From its beginning in the 1992 Earth Summit, the UN climate change process has been trapped in the limits of the “politically feasible.” President Obama, far from being the exception, is the epitome of this pragmatic mindset. He is laboring under the illusion that an infinite series of tiny steps—as many backward as forward—will someday lead us out of the wilderness.

THINK BLEAK FUTURE BEFORE YOU DIG

In reality, climate scientists have warned for years that most fossil fuel reserves must be left in the ground if humanity is to avoid disaster. The latest study, showing that the vast majority of coal reserves, as well as much of the oil and gas reserves, must remain untouched, had no effect on negotiators—as if politics and science inhabited two separate worlds.

On the streets outside, over 15,000 people marched “in Defense of Mother Earth.” This was coordinated with an alternative Dec. 8-11 People’s Summit on Climate Change that explicitly denounced “the capitalist patriarchal system” and called for an alternative form of development.

Many participants of the People’s Summit and the march were Indigenous activists from Peru and neighboring Ecuador and Bolivia. The high stakes were illustrated by the discovery of the bound and tortured body of José Isidro Tendetza Antún, an Indigenous leader from Ecuador who fought a major mining project there. He had planned to attend the summit.

INDIGENOUS PROTEST STATE LEADERS

His comrades who did attend were harassed by Ecuador’s army, which even confiscated their bus. Peruvian marchers also spoke of a spate of murders of activists who had been resisting illegal logging and mining operations on Indigenous lands.

The divisions erupted right within the People’s Summit over an invitation to President Evo Morales of Bolivia to speak. While Morales is a hero to much of the international Left, Nilda Rojas, an Indigenous woman of Consejo Nacional de Ayllus y Markas del Qullasuyu, protested that her community faces state violence on his watch.
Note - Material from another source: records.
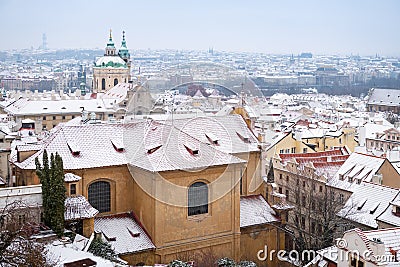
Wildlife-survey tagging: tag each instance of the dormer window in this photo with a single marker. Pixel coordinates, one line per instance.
(153, 149)
(396, 211)
(117, 144)
(192, 149)
(244, 137)
(74, 148)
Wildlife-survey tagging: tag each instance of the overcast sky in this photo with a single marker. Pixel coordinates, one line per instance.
(365, 27)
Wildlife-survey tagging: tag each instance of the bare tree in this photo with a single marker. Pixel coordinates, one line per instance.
(16, 247)
(314, 222)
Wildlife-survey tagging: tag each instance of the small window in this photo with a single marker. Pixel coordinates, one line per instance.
(341, 198)
(72, 189)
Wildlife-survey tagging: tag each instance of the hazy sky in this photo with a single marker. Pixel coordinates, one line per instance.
(366, 27)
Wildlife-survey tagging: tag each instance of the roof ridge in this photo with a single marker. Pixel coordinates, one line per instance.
(381, 185)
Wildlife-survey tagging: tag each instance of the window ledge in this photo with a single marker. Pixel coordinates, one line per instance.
(199, 217)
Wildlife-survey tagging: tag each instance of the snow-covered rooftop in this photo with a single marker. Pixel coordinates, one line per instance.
(254, 210)
(123, 232)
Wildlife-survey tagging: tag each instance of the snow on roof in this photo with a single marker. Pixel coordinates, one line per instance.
(28, 121)
(116, 94)
(94, 140)
(124, 233)
(77, 207)
(65, 253)
(371, 129)
(388, 216)
(225, 128)
(359, 167)
(70, 177)
(367, 202)
(255, 210)
(391, 240)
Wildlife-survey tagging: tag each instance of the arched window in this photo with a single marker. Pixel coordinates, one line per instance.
(103, 84)
(100, 196)
(198, 199)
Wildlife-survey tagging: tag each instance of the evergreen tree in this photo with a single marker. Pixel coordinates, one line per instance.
(53, 191)
(58, 198)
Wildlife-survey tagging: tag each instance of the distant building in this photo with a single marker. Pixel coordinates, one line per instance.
(384, 100)
(112, 68)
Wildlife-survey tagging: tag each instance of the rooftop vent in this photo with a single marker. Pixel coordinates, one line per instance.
(212, 138)
(192, 150)
(154, 149)
(374, 208)
(118, 145)
(361, 203)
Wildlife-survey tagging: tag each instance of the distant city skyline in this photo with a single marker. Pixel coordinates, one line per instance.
(365, 27)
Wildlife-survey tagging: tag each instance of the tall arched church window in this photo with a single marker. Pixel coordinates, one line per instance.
(99, 196)
(197, 199)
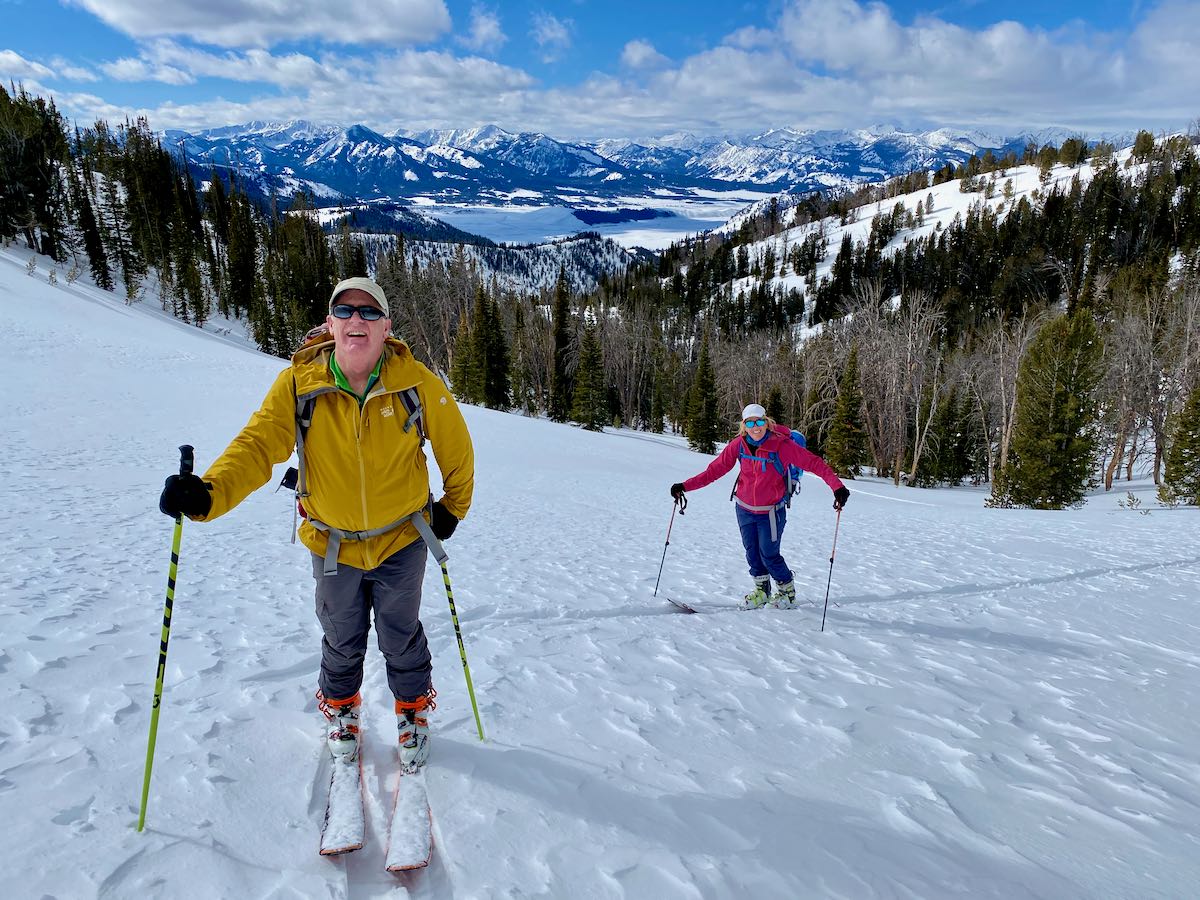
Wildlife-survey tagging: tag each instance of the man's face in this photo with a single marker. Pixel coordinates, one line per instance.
(357, 337)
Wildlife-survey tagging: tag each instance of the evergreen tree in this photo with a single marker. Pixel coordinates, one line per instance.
(244, 288)
(93, 244)
(463, 375)
(703, 415)
(658, 405)
(846, 448)
(559, 383)
(490, 355)
(774, 405)
(1182, 475)
(1055, 435)
(591, 407)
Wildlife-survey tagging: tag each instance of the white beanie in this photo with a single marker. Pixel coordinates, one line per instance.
(364, 285)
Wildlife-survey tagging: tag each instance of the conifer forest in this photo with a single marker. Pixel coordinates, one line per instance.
(1044, 345)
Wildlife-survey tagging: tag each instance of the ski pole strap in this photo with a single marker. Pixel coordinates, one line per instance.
(336, 535)
(431, 540)
(769, 510)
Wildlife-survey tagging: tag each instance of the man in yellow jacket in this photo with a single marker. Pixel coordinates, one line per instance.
(367, 407)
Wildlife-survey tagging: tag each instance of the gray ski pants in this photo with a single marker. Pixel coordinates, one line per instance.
(343, 606)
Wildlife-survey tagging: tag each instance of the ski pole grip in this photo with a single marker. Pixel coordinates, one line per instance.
(186, 460)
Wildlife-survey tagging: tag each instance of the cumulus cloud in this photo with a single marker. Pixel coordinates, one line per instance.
(552, 35)
(641, 54)
(486, 33)
(138, 70)
(72, 72)
(16, 67)
(1001, 75)
(828, 64)
(263, 23)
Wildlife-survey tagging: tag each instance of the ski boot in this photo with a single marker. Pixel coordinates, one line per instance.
(760, 597)
(342, 717)
(785, 598)
(413, 720)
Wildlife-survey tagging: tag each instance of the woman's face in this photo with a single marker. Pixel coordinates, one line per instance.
(756, 427)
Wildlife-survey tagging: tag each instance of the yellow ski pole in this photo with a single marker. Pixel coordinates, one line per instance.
(186, 462)
(462, 649)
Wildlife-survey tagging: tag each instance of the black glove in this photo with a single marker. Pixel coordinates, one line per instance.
(185, 496)
(442, 523)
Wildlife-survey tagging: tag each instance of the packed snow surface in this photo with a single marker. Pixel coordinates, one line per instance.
(1002, 703)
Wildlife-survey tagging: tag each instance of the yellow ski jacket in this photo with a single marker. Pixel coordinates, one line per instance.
(363, 469)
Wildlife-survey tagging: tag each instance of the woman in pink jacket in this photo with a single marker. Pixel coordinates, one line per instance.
(765, 451)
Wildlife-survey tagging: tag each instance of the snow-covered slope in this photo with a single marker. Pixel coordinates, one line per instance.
(999, 191)
(1002, 703)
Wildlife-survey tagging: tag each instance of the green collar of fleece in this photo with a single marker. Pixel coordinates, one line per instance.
(341, 382)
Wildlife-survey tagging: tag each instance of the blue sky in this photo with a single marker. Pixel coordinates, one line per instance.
(593, 69)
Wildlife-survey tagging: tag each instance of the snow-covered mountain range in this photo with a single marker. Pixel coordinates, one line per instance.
(490, 165)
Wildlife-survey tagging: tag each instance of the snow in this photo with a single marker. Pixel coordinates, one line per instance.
(1002, 703)
(531, 223)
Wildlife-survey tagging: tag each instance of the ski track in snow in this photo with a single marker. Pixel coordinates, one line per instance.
(1001, 705)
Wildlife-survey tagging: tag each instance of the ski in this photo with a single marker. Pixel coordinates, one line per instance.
(679, 605)
(345, 820)
(411, 833)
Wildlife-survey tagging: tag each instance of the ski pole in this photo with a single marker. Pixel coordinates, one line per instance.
(679, 504)
(186, 462)
(462, 649)
(832, 555)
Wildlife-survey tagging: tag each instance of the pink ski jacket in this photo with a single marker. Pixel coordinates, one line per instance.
(762, 484)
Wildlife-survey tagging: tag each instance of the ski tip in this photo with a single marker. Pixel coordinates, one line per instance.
(340, 851)
(407, 867)
(679, 605)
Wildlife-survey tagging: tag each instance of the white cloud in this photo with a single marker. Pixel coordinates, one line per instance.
(263, 23)
(552, 35)
(641, 54)
(486, 33)
(292, 71)
(16, 67)
(138, 70)
(71, 72)
(822, 65)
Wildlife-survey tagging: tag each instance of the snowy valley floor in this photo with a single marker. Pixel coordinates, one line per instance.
(1002, 703)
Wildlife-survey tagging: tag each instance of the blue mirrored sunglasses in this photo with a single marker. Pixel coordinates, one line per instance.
(367, 313)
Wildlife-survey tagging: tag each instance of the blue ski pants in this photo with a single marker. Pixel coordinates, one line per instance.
(763, 553)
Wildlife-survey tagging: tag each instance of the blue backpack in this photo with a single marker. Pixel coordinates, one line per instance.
(792, 475)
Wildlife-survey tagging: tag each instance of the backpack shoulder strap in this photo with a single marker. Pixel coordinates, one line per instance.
(412, 401)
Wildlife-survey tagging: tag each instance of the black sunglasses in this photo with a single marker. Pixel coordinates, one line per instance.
(367, 313)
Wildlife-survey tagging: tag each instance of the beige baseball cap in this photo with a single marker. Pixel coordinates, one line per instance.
(360, 283)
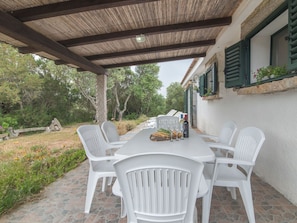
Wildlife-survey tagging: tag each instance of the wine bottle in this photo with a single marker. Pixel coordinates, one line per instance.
(186, 126)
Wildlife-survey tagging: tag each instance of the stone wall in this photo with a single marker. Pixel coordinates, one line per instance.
(259, 15)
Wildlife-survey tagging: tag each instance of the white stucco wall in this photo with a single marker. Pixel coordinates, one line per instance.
(275, 114)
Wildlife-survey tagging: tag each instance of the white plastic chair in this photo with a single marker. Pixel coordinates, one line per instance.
(168, 122)
(236, 172)
(225, 137)
(111, 134)
(101, 165)
(158, 187)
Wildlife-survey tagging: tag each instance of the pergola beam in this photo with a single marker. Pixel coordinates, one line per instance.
(12, 27)
(152, 50)
(70, 7)
(147, 31)
(108, 66)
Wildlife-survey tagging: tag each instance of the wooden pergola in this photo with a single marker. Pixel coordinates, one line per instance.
(95, 35)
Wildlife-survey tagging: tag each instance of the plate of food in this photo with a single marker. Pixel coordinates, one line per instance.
(164, 134)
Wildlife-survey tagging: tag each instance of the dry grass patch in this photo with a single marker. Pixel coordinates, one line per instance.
(63, 140)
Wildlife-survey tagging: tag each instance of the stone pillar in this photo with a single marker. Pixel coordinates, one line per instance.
(101, 104)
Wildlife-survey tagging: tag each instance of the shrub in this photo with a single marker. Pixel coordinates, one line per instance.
(28, 175)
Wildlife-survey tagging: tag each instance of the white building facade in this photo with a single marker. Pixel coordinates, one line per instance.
(224, 86)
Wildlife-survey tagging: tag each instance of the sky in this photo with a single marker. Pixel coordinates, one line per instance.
(172, 71)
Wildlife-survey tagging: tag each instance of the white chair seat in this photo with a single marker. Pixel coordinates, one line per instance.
(158, 188)
(235, 172)
(101, 165)
(111, 135)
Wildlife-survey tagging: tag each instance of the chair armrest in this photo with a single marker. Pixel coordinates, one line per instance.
(212, 137)
(220, 146)
(203, 187)
(103, 158)
(224, 160)
(118, 143)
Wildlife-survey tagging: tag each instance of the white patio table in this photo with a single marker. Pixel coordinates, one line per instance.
(193, 147)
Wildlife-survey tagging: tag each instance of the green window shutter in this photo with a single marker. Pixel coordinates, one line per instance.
(293, 35)
(186, 101)
(215, 78)
(202, 89)
(234, 65)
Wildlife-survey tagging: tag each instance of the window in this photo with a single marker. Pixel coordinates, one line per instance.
(208, 82)
(280, 47)
(270, 44)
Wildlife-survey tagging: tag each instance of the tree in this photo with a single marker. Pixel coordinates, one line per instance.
(147, 86)
(120, 85)
(175, 97)
(19, 83)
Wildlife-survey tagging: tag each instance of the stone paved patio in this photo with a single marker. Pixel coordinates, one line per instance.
(63, 202)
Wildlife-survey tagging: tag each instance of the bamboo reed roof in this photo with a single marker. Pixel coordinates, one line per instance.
(94, 35)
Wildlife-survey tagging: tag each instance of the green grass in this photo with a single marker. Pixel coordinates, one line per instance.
(30, 163)
(22, 178)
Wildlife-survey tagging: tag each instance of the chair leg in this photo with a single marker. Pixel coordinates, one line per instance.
(103, 184)
(123, 208)
(232, 190)
(92, 182)
(246, 194)
(109, 181)
(195, 218)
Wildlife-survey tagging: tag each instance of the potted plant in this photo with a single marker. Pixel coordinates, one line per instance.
(269, 72)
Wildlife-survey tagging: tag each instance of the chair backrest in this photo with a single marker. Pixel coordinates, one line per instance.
(110, 131)
(93, 141)
(227, 133)
(171, 112)
(159, 187)
(168, 122)
(248, 144)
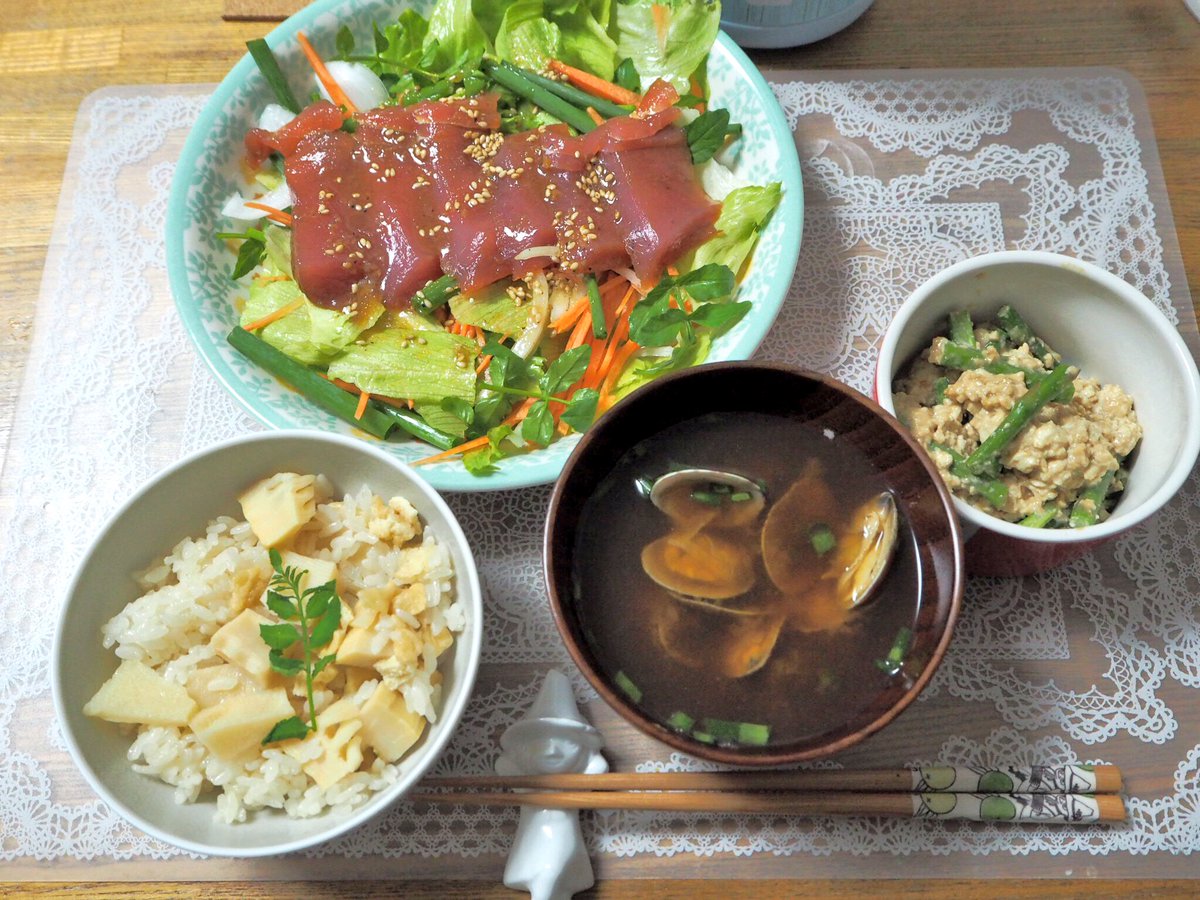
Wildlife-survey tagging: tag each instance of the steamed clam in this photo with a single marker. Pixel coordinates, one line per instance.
(821, 563)
(700, 565)
(733, 646)
(867, 552)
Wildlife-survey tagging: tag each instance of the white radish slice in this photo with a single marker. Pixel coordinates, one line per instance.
(361, 85)
(539, 315)
(276, 198)
(274, 117)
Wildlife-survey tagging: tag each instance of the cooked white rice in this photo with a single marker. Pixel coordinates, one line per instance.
(186, 600)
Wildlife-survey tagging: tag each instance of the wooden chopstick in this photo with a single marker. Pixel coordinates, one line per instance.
(259, 10)
(947, 779)
(1043, 808)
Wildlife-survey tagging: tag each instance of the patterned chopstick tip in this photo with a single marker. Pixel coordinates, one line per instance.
(1079, 779)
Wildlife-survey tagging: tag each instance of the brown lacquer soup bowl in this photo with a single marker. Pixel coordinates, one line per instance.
(754, 564)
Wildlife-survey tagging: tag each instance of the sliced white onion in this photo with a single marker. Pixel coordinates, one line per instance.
(628, 274)
(361, 85)
(277, 198)
(539, 315)
(719, 180)
(274, 117)
(549, 250)
(563, 293)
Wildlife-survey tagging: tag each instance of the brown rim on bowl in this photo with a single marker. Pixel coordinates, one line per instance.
(725, 387)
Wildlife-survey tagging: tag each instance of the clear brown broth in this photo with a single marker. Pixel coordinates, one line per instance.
(814, 683)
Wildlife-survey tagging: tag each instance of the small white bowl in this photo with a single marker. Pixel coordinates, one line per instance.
(177, 503)
(1097, 322)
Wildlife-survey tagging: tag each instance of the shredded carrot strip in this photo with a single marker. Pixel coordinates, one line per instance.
(364, 399)
(477, 444)
(568, 319)
(333, 88)
(378, 397)
(661, 23)
(582, 329)
(275, 215)
(594, 84)
(275, 316)
(697, 91)
(613, 376)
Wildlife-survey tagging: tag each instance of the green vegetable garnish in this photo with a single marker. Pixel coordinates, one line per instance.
(509, 370)
(821, 538)
(310, 617)
(707, 133)
(1090, 505)
(894, 661)
(435, 294)
(657, 322)
(250, 255)
(736, 732)
(627, 76)
(1041, 519)
(627, 687)
(270, 69)
(515, 81)
(963, 329)
(324, 394)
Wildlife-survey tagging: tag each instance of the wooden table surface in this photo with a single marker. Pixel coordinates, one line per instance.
(53, 53)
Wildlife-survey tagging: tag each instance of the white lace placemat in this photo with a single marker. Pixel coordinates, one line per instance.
(905, 173)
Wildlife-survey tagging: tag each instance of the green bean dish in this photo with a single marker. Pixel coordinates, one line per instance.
(1015, 430)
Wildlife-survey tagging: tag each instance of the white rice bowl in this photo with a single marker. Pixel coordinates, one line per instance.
(163, 778)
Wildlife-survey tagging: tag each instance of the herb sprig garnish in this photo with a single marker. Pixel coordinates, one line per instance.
(316, 613)
(252, 252)
(511, 376)
(661, 318)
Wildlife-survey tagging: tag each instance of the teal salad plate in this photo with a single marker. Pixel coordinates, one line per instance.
(210, 169)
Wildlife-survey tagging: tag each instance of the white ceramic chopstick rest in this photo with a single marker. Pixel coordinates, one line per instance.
(549, 857)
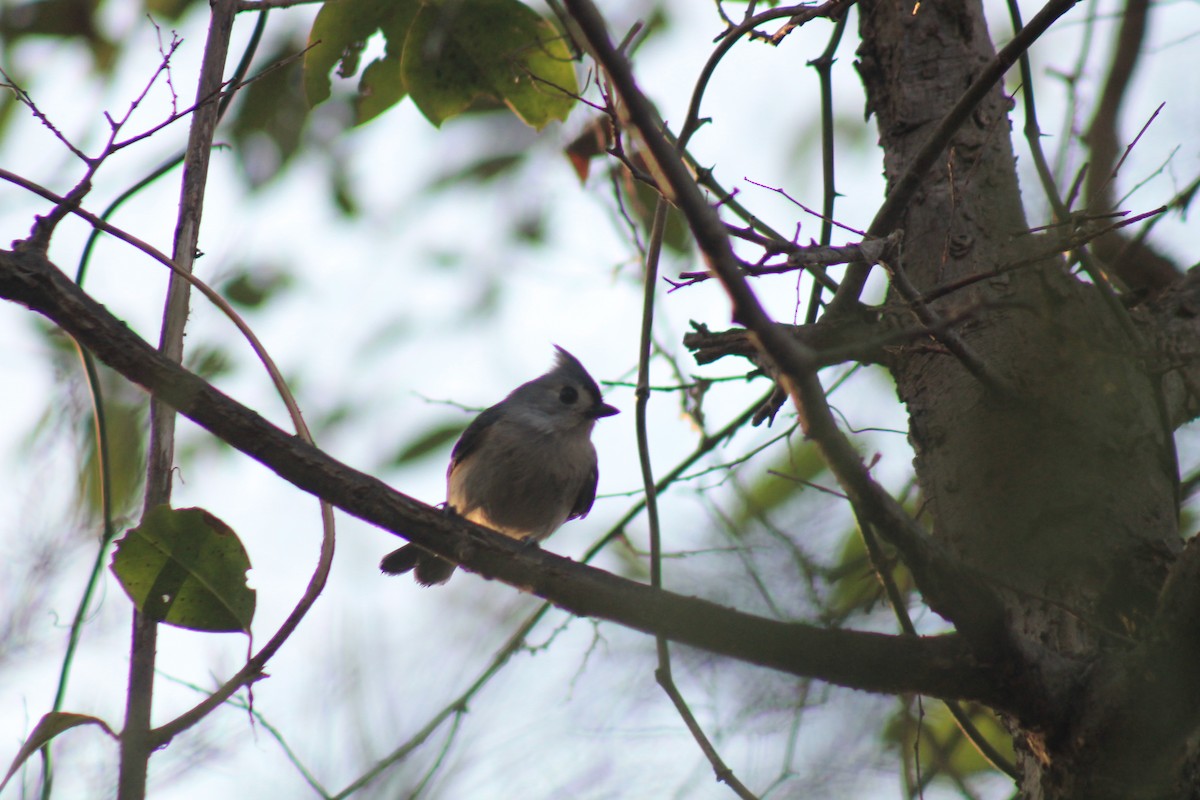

After opposition to having government officials speak spread, including disruption by youth from the Ecuadoran group YASunidos of a speech by the mayor of Lima, Morales did not speak.

It is true that ambivalence surfaced within the alternative events, including the juxtaposition of anti-capitalist declarations with appeals to governments and corporations. The overriding truth remains that the UN process driven by states and capital is a dead end, and the only alternative is uprooting the whole system from below to establish truly human forms of development.